Clone this repository and create a Conda environment:
git clone --recursive https://github.com/sapeirone/EgoZAR
cd EgoZAR
conda create --name egozar
conda activate egozar
pip install -r requirements.txt
The official EK100 UDA annotations and pre-extracted features are provided here.
# Annotations
mkdir -p annotations
git clone https://github.com/epic-kitchens/epic-kitchens-100-annotations.git
mv epic-kitchens-100-annotations/UDA_annotations EgoZAR/annotations
rm -r epic-kitchens-100-annotations
# TBN features
mkdir -p data
wget -O ek100.zip https://www.dropbox.com/scl/fo/us8zy3r2rufqriig0pbii/ABeUdV83UNmJ5US-oCxAPno?rlkey=yzbuczl198z067pnotx1zxvuo&e=1&dl=0
unzip ek100.zip -d data/
rm ek100.zip
Optional: for easy prototyping you can download the pre-extracted CLIP ViT-L/14 features for the source train and target validation splits.
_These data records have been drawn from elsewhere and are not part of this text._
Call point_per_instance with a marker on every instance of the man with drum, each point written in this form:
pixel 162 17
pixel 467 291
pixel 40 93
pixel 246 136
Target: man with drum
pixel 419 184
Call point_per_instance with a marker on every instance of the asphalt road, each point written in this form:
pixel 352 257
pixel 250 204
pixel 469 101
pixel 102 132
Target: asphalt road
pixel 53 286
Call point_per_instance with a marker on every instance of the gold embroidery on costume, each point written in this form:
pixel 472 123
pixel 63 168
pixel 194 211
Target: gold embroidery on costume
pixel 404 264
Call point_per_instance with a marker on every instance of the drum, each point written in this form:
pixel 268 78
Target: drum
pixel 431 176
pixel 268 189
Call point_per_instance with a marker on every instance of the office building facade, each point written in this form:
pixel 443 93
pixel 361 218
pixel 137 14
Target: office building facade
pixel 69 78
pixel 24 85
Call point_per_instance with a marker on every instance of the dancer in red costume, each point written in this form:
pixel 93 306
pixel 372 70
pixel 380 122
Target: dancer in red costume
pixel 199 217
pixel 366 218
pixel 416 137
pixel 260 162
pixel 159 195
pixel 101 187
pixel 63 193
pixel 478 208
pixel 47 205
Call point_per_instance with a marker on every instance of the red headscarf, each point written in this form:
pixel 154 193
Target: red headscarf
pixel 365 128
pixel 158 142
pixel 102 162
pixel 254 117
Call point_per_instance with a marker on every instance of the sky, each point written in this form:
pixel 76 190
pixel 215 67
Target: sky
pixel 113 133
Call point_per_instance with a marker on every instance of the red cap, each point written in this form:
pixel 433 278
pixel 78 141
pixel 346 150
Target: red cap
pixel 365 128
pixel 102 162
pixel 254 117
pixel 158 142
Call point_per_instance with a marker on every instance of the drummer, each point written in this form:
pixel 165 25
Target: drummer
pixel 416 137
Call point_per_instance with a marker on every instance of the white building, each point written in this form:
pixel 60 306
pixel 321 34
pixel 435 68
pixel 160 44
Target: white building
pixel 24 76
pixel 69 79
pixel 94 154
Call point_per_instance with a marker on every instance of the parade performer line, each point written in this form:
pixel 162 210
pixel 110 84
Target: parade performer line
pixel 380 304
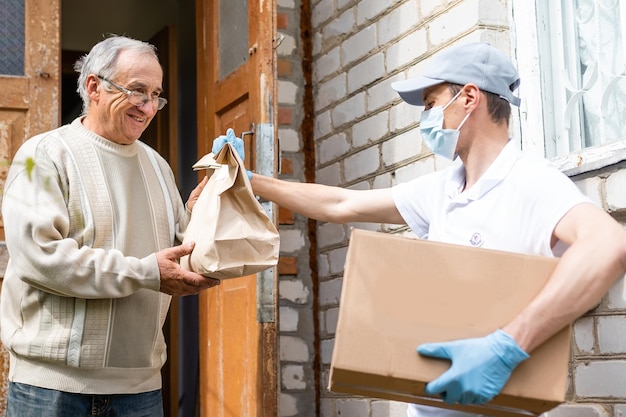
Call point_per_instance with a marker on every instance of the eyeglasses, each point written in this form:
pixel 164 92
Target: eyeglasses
pixel 137 98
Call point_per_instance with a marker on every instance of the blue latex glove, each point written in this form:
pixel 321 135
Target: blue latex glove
pixel 220 141
pixel 480 367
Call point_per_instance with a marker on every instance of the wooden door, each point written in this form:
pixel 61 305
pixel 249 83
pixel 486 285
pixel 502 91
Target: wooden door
pixel 30 84
pixel 30 98
pixel 236 89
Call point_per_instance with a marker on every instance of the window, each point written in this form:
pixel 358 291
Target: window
pixel 581 57
pixel 11 37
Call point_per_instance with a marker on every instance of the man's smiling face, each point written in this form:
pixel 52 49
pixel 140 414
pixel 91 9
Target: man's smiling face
pixel 110 114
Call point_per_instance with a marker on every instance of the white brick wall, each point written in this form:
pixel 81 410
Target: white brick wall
pixel 366 137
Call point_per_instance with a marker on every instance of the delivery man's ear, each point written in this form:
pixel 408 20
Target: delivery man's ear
pixel 471 96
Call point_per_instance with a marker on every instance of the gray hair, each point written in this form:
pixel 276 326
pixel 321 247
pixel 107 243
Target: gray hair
pixel 102 61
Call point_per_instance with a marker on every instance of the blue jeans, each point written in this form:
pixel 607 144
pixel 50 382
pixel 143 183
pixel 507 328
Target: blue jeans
pixel 29 401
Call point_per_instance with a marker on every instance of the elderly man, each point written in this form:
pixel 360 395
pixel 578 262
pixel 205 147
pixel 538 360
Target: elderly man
pixel 92 217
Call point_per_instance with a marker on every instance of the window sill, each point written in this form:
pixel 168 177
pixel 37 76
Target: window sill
pixel 591 159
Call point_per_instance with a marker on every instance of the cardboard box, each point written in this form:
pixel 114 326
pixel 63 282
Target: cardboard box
pixel 399 293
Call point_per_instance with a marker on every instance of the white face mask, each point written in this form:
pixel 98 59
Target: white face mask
pixel 439 140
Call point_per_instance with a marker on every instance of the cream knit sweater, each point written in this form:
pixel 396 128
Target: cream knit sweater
pixel 80 308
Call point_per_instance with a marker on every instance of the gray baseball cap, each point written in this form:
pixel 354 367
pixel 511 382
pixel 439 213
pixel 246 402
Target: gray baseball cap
pixel 479 63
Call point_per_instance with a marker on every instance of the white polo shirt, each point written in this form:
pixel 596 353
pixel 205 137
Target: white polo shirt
pixel 514 207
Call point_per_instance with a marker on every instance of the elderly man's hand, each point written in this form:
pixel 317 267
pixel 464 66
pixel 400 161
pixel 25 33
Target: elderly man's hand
pixel 480 367
pixel 176 280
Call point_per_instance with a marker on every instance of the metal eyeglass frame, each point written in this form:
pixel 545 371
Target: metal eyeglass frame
pixel 135 97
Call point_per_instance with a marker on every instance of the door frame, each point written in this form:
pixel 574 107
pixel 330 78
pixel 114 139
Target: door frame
pixel 263 24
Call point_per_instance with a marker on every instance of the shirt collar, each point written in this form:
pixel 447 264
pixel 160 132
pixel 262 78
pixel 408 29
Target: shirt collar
pixel 496 172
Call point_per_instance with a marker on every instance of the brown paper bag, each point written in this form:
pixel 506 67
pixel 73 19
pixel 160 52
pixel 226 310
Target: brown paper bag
pixel 233 234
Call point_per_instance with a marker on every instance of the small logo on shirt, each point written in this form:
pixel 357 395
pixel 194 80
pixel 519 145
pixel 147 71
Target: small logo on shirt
pixel 476 240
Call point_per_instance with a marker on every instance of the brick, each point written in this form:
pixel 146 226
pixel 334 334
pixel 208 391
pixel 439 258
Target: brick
pixel 323 124
pixel 286 166
pixel 620 410
pixel 285 116
pixel 287 405
pixel 326 64
pixel 331 91
pixel 291 240
pixel 322 12
pixel 283 67
pixel 287 92
pixel 366 72
pixel 371 129
pixel 358 45
pixel 330 320
pixel 454 22
pixel 329 292
pixel 401 147
pixel 292 377
pixel 402 116
pixel 600 379
pixel 282 21
pixel 578 410
pixel 612 334
pixel 326 349
pixel 349 110
pixel 584 334
pixel 287 265
pixel 336 261
pixel 414 170
pixel 407 50
pixel 287 46
pixel 329 175
pixel 289 140
pixel 616 297
pixel 294 291
pixel 293 349
pixel 289 319
pixel 397 22
pixel 369 9
pixel 381 94
pixel 340 26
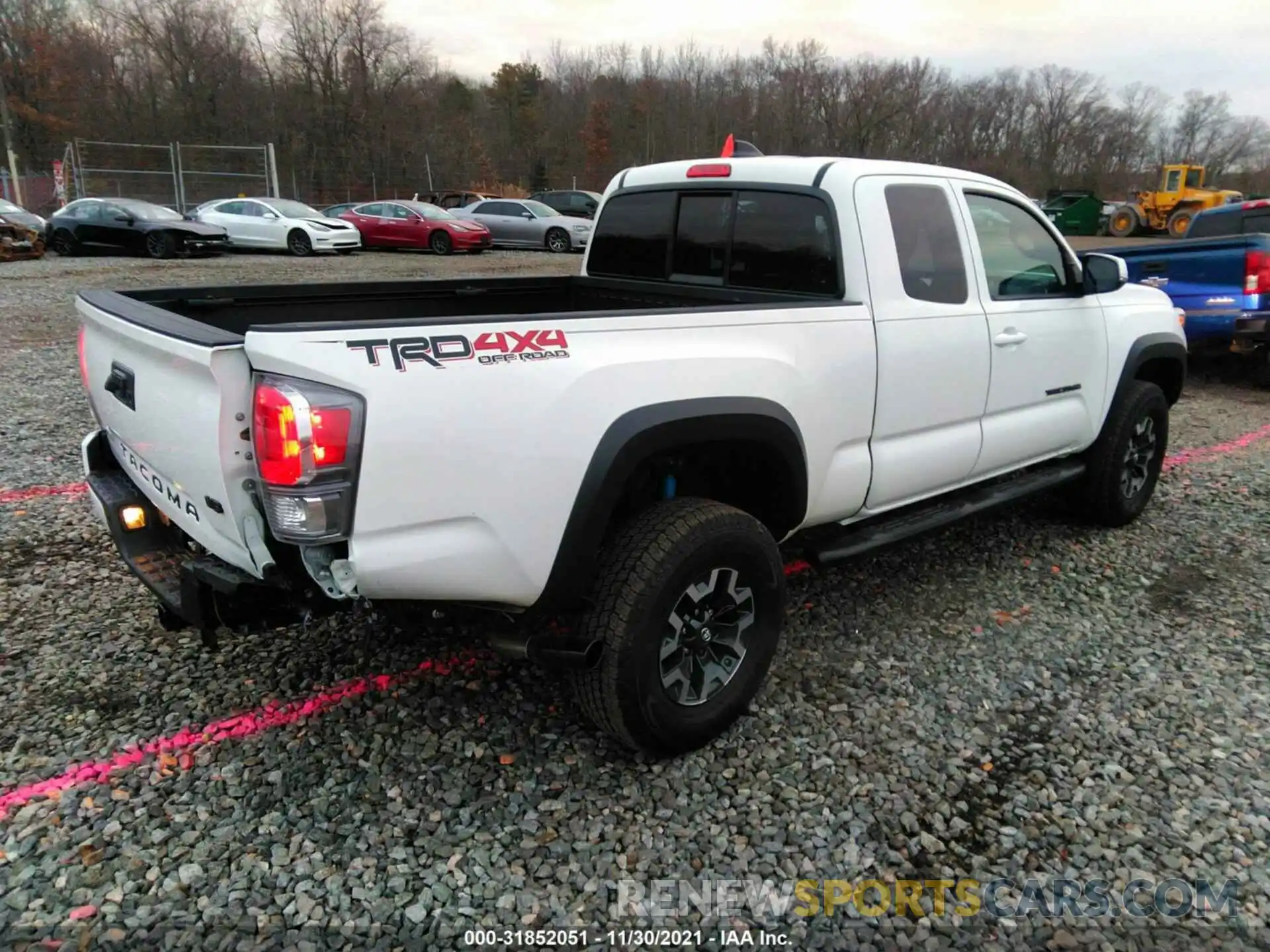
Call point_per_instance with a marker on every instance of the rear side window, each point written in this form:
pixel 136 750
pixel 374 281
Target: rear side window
pixel 1214 225
pixel 1255 223
pixel 760 240
pixel 931 264
pixel 633 238
pixel 784 241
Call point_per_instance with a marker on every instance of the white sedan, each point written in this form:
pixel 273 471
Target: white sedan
pixel 280 223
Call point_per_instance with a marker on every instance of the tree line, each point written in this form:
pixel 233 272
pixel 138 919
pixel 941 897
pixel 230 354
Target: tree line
pixel 356 102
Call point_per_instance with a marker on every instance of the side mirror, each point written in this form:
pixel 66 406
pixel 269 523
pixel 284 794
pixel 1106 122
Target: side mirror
pixel 1104 273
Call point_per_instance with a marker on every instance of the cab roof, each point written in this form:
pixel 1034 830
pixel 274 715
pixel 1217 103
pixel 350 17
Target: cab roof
pixel 789 171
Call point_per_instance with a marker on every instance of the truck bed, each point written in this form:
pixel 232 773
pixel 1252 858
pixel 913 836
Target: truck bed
pixel 1206 277
pixel 216 317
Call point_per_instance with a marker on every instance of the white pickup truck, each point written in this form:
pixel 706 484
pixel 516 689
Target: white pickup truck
pixel 827 353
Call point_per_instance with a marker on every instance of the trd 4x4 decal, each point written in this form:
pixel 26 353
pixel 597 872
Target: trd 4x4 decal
pixel 492 348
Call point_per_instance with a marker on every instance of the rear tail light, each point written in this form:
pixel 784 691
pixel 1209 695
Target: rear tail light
pixel 1256 273
pixel 308 440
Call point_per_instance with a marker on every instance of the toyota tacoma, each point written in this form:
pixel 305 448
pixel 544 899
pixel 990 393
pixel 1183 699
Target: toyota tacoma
pixel 825 354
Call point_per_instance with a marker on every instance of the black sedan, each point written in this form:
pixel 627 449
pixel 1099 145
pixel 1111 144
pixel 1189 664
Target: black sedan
pixel 335 211
pixel 17 215
pixel 134 226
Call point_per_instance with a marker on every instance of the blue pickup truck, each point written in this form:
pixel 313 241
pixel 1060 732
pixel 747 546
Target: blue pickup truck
pixel 1218 274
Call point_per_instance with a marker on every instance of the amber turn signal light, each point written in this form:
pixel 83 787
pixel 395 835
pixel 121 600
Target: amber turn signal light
pixel 132 517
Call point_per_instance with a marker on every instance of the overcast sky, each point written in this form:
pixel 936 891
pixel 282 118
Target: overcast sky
pixel 1170 44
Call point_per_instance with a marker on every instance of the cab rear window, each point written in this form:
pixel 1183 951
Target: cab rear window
pixel 757 239
pixel 1214 225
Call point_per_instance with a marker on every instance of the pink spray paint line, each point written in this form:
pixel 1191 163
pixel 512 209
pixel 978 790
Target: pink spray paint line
pixel 245 725
pixel 1180 459
pixel 22 495
pixel 278 715
pixel 1191 456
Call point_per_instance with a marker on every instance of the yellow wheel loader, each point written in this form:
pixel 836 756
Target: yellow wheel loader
pixel 1180 197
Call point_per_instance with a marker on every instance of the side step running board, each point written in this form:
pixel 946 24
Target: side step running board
pixel 887 530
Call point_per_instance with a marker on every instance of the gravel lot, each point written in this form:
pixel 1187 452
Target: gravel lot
pixel 1017 696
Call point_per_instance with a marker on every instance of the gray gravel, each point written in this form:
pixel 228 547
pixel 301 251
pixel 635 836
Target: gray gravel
pixel 1117 684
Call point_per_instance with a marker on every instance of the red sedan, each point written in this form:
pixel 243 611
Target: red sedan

Download the EPIC-Kitchens RGB frames under the EPIC-KITCHENS
directory, following the official instructions.
The expected data stucture for EPIC-KITCHENS videos is:
│
├── EPIC-KITCHENS/
│ ├── <p_id>/
│ │ ├── rgb_frames/
│ │ │ └── <video_id>/
│ │ │ ├── frame_0000000000.jpg
│ │ │ ├── frame_0000000001.jpg
│ │ │ └── ...
│ │
│ └── ...
│
└── ...
Extract the CLIP features using the save_CLIP_features.py
script for the desired CLIP variant.
mkdir -p clip_features
python save_CLIP_features.py --clip-model=ViT-L/14
This command should generate the files clip_features/ViT-L_14_source_train.pth
and clip_features/ViT-L_14_target_val.pth
for source train and target validation respectively.
Train the Source Only multimodal baseline with the following command:
python train.py --modality=RGB --modality=Flow --modality=Audio
python train.py --modality=RGB --modality=Flow --modality=Audio --ca \
--use-input-features=N --use-egozar-motion-features=Y --use-egozar-acz-features=Y \
--disent-loss-weight=1.0 \
--disent-n-clusters=4
This study was supported in part by the CINI Consortium through the VIDESEC project and carried out within the FAIR - Future Artificial Intelligence Research and received funding from the European Union Next-GenerationEU (PIANO NAZIONALE DI RIPRESA E RESILIENZA (PNRR) – MISSIONE 4 COMPONENTE 2, INVESTIMENTO 1.3 – D.D. 1555 11/10/2022, PE00000013). This manuscript reflects only the authors’ views and opinions, neither the European Union nor the European Commission can be considered responsible for them. G. Goletto is supported by PON “Ricerca e Innovazione” 2014-2020 – DM 1061/2021 funds.
If you use EgoZAR in your research or applications, please cite our paper:
@article{peirone2024egocentric,
title={Egocentric zone-aware action recognition across environments},
author={Peirone, Simone Alberto and Goletto, Gabriele and Planamente, Mirco and Bottino, Andrea and Caputo, Barbara and Averta, Giuseppe},
journal={Pattern Recognition Letters},
year={2024},
publisher={Elsevier}
}
This project is licensed under the MIT License - see the LICENSE file for details.